Now, Washington has offered his own condolences in a statement (via Variety). He said: “He’s my hero. My college theatre career started because of The Emperor Jones and Othello with James Earl Jones.”

He added: “I wasn’t going to be as big as him. I wanted to sound like him. He was everything to me as a budding actor. He was who I wanted to be.”


James Earl Jones. CREDIT: Jesse Dittmar for The Washington Post via Getty Images

Washington has spent the best part of four decades on the big screen and his next role is in Ridley Scott’s forthcoming epic Gladiator II, a sequel to the original 2000 film that also stars Paul Mescal and Pedro Pascal.

But he never worked with Jones on screen, despite portraying the same role of Troy Maxson in Fences in 2016, that Jones previously took on in a Broadway play in 1987.

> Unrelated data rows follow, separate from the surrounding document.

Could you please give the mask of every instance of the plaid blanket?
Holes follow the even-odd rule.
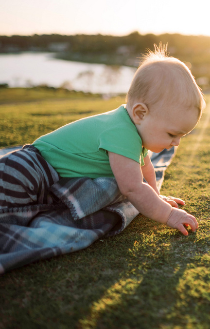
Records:
[[[0,157],[20,148],[0,150]],[[174,152],[151,155],[159,187]],[[114,178],[62,178],[49,192],[56,202],[0,209],[0,273],[86,248],[120,233],[138,214]]]

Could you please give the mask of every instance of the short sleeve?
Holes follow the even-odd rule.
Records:
[[[99,148],[123,155],[140,163],[142,152],[141,139],[136,127],[130,126],[125,127],[119,125],[105,130],[99,136]]]

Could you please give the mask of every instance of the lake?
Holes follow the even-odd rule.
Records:
[[[85,92],[128,91],[136,68],[58,59],[52,53],[0,54],[0,83],[10,87],[47,85]]]

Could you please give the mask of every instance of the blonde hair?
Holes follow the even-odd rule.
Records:
[[[179,59],[169,57],[167,45],[154,46],[154,52],[148,51],[142,57],[126,96],[128,104],[132,107],[140,101],[149,108],[155,104],[193,107],[200,118],[206,103],[190,70]]]

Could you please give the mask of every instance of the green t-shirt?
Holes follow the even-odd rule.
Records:
[[[107,151],[141,165],[147,153],[125,105],[67,124],[33,145],[61,177],[114,177]]]

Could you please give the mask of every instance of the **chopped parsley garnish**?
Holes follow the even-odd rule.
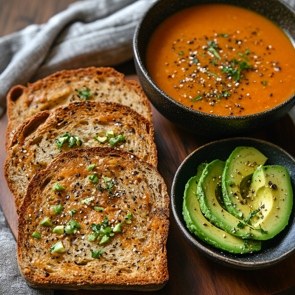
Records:
[[[116,182],[114,181],[110,182],[110,181],[112,179],[112,178],[109,177],[104,177],[103,179],[108,186],[108,189],[109,192],[112,190],[113,186],[116,184]]]
[[[109,142],[111,144],[112,147],[114,146],[119,141],[122,141],[123,143],[126,142],[125,138],[121,134],[119,134],[116,137],[110,138],[109,140]]]
[[[93,175],[89,175],[88,176],[88,180],[89,182],[93,182],[94,183],[96,183],[98,182],[98,178],[96,176],[97,175],[97,173],[95,173]]]
[[[194,102],[195,101],[197,101],[197,100],[199,100],[200,99],[201,99],[202,96],[201,96],[200,94],[199,94],[199,95],[198,95],[198,96],[196,98],[194,98],[193,99],[192,99],[191,101],[192,102]]]
[[[207,44],[209,45],[209,46],[211,46],[212,47],[213,47],[214,48],[218,48],[218,45],[217,45],[214,42],[214,41],[208,41],[207,42]]]
[[[82,140],[78,136],[71,136],[68,133],[65,133],[63,136],[60,136],[59,138],[55,141],[56,143],[56,146],[59,148],[60,148],[66,142],[68,142],[68,147],[71,148],[74,145],[81,147],[82,144]]]
[[[56,182],[54,185],[52,187],[53,191],[63,191],[66,189],[65,187],[63,186],[61,184],[60,184],[58,182]]]
[[[206,74],[209,74],[209,75],[212,75],[212,76],[214,76],[214,77],[216,77],[217,78],[218,78],[218,76],[217,76],[216,74],[214,74],[213,73],[212,73],[211,72],[206,72]]]
[[[242,57],[244,58],[247,61],[249,61],[249,59],[248,57],[246,57],[242,53],[241,53],[240,52],[238,52],[238,54],[240,56],[242,56]]]
[[[70,215],[73,217],[73,215],[76,212],[78,212],[78,210],[76,209],[75,208],[74,208],[73,209],[72,209],[71,210],[70,210],[70,212],[69,212]]]
[[[82,98],[84,100],[86,100],[88,97],[90,97],[92,95],[91,93],[88,92],[88,89],[86,87],[85,87],[84,90],[81,91],[80,90],[77,90],[77,92],[80,95],[82,96]]]
[[[242,222],[240,221],[237,224],[237,226],[239,228],[242,228],[245,225],[249,223],[250,221],[250,219],[255,216],[260,211],[260,209],[258,209],[257,210],[253,211],[253,212],[250,212],[248,216],[248,219],[245,221],[245,223]]]
[[[209,47],[208,48],[208,50],[209,51],[213,52],[213,54],[217,58],[219,59],[221,59],[221,58],[220,57],[220,55],[218,54],[218,53],[216,51],[216,50],[215,48],[213,48],[213,47]]]
[[[101,256],[103,253],[104,250],[102,249],[99,250],[96,250],[91,252],[91,257],[92,258],[98,258],[100,259],[100,256]]]

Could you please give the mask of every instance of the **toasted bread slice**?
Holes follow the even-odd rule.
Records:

Meanwhile, Jones’ appearance on The Big Bang Theory recently went viral following news of his death.

Elsewhere, Washington recently suggested he might soon step away from cinema.

“There are very few films left for me to make that I’m interested in, and I have to be inspired by the filmmaker, and I was tremendously inspired by Ridley,” Washington said of his experience working on Gladiator II. “We had a great go-round the first go-round [on 2007’s American Gangster], and here we are.”

Gladiator II comes to cinemas on November 22.